獣の刻印

松長良樹

序章


 ――月光はあおい狂気の色を映している。


 怪しい光は広い庭を覆いつくし、少女の目に昼間と似て非なる異界を映し出していた。妙に生暖かい風が時折吹き抜け、あたりは閑散としてアスファルトに響く足音はとうに絶えていた。


 その少女は庭先で満月を眺め、夢見るように動かない。温室に咲いた花のような可憐さと危うさとを併せ持つ少女だった。


 庭から対面の暗い路地に一丈の光が走った。怪しい光が二つに別れ、それは仕舞に得体の知れぬものの目になった。血が燃えたつような真っ赤な眼だ。


 それは黒く大きなかたまりだったが、道路を横切った瞬間その姿が月光に晒された。四つ脚のけものだった。


 脚音がまったくしないのは、分厚い肉球が脚音を吸収していたからだ。獣は郊外の清楚な住宅の庭の前まで来ると、そこで足を止め少女を見た。

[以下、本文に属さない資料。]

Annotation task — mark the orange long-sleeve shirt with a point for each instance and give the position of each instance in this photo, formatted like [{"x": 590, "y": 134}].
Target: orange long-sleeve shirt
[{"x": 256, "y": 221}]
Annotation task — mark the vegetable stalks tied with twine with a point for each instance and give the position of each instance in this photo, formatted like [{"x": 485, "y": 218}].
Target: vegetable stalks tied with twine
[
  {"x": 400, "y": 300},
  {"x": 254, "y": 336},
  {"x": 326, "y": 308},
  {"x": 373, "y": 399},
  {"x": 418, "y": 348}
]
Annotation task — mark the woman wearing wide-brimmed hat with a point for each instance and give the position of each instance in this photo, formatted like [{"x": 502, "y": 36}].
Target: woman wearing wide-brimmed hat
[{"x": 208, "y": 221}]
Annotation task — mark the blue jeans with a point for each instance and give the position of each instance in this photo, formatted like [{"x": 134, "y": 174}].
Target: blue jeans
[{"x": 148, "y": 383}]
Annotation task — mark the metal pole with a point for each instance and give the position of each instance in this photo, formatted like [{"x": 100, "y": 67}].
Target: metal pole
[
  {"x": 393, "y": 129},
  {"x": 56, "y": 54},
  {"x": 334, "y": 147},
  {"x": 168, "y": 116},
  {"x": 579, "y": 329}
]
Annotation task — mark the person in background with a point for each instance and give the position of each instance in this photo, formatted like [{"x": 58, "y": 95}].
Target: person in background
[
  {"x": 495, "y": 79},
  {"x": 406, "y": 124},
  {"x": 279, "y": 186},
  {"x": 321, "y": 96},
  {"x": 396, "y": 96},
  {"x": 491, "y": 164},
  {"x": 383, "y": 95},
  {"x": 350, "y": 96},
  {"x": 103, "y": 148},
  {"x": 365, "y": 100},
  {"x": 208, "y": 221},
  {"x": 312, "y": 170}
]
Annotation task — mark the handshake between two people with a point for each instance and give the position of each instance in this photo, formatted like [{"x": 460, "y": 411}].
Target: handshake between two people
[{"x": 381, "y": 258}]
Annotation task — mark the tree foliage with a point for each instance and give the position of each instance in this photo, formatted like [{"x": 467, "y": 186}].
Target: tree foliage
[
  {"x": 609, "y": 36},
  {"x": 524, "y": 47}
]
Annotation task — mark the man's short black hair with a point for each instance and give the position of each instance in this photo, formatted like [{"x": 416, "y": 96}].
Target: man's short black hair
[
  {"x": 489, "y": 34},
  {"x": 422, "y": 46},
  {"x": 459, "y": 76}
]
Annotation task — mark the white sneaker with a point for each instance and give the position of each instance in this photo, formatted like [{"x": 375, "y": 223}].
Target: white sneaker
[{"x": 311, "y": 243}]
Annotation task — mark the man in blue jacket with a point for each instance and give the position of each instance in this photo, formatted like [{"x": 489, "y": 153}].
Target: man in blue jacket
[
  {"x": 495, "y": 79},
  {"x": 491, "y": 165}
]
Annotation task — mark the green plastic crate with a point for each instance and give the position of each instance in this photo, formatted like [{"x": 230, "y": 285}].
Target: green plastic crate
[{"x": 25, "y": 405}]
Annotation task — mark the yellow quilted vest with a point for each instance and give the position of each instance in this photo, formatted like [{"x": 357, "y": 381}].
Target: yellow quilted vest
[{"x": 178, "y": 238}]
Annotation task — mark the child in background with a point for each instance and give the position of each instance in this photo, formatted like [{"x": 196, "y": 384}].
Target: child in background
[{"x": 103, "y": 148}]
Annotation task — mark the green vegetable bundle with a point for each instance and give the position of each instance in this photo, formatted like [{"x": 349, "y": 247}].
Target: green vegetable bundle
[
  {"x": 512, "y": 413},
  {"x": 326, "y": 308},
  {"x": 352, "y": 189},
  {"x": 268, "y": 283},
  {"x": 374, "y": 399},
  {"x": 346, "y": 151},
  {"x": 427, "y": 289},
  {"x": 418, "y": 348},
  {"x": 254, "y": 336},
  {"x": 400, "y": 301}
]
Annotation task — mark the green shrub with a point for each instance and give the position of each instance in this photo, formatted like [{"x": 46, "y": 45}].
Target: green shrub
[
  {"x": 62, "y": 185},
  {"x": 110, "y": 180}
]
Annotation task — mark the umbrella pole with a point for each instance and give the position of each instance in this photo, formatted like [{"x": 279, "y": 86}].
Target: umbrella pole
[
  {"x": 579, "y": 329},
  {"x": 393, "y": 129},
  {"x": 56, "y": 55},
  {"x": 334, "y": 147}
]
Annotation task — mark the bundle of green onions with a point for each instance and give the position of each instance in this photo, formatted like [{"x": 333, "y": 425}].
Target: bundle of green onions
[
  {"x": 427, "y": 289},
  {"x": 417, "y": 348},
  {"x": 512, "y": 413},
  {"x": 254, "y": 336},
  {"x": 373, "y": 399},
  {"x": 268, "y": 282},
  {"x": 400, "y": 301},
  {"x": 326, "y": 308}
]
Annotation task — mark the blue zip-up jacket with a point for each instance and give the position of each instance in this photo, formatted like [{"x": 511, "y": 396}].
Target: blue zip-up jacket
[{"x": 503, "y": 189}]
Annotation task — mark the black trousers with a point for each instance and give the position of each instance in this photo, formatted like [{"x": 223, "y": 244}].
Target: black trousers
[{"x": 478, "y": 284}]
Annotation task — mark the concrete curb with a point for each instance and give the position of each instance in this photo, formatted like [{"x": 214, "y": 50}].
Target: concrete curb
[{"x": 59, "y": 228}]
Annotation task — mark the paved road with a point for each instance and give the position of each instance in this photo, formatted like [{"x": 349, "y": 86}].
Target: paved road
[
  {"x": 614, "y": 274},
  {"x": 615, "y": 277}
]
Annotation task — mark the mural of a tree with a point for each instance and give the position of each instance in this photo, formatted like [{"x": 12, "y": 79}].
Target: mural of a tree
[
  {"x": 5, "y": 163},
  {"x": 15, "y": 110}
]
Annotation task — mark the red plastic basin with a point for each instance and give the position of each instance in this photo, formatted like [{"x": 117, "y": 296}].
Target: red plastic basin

 途端に獣の脳髄に巣食う衝動が爆薬みたいに破裂した。体毛はぬるりとした黒い光沢を放ち、鋭い牙が下顎から突き出て唾液を垂らしていた。


 獣の目にはもはや少女以外のものは映らなかった。

 獣は上体をゆっくり前に倒しながら、恐ろしいほど静かに少女に近づいて行った。 正面からではない。獣は全く無音無声で庭の端からフェンスを飛び越えると、少女の後方に回っていた。

 

 少女は秋の夜風に当たり、睡魔が夢の世へ自分を招待しようとするまで起きていようと心に決めていたのかもしれない。外灯が少女の白いパジャマを照らし出していた。


 少女は月光の世界に魅入られたように、広い道と庭との境にあるフェンスにその手を添えて、まるで以前からずっとそうしていたみたいに動かない。


 獣は己の跳躍距離を本能で見極めた。そしてその距離まで忍び寄ると後脚の強靭なバネを使って一気に少女に襲い掛かった。少女が振り返るようにして血の色の双眼を仰ぎ見た。


 首筋を狙い澄ました一撃であった。少女の目は地獄を見た亡者のそれだった。全く声すら出す事もなく、少女の身体がその場に力なく崩れ落ちた。


 ――月光がその地獄絵図をただ照らし出していた。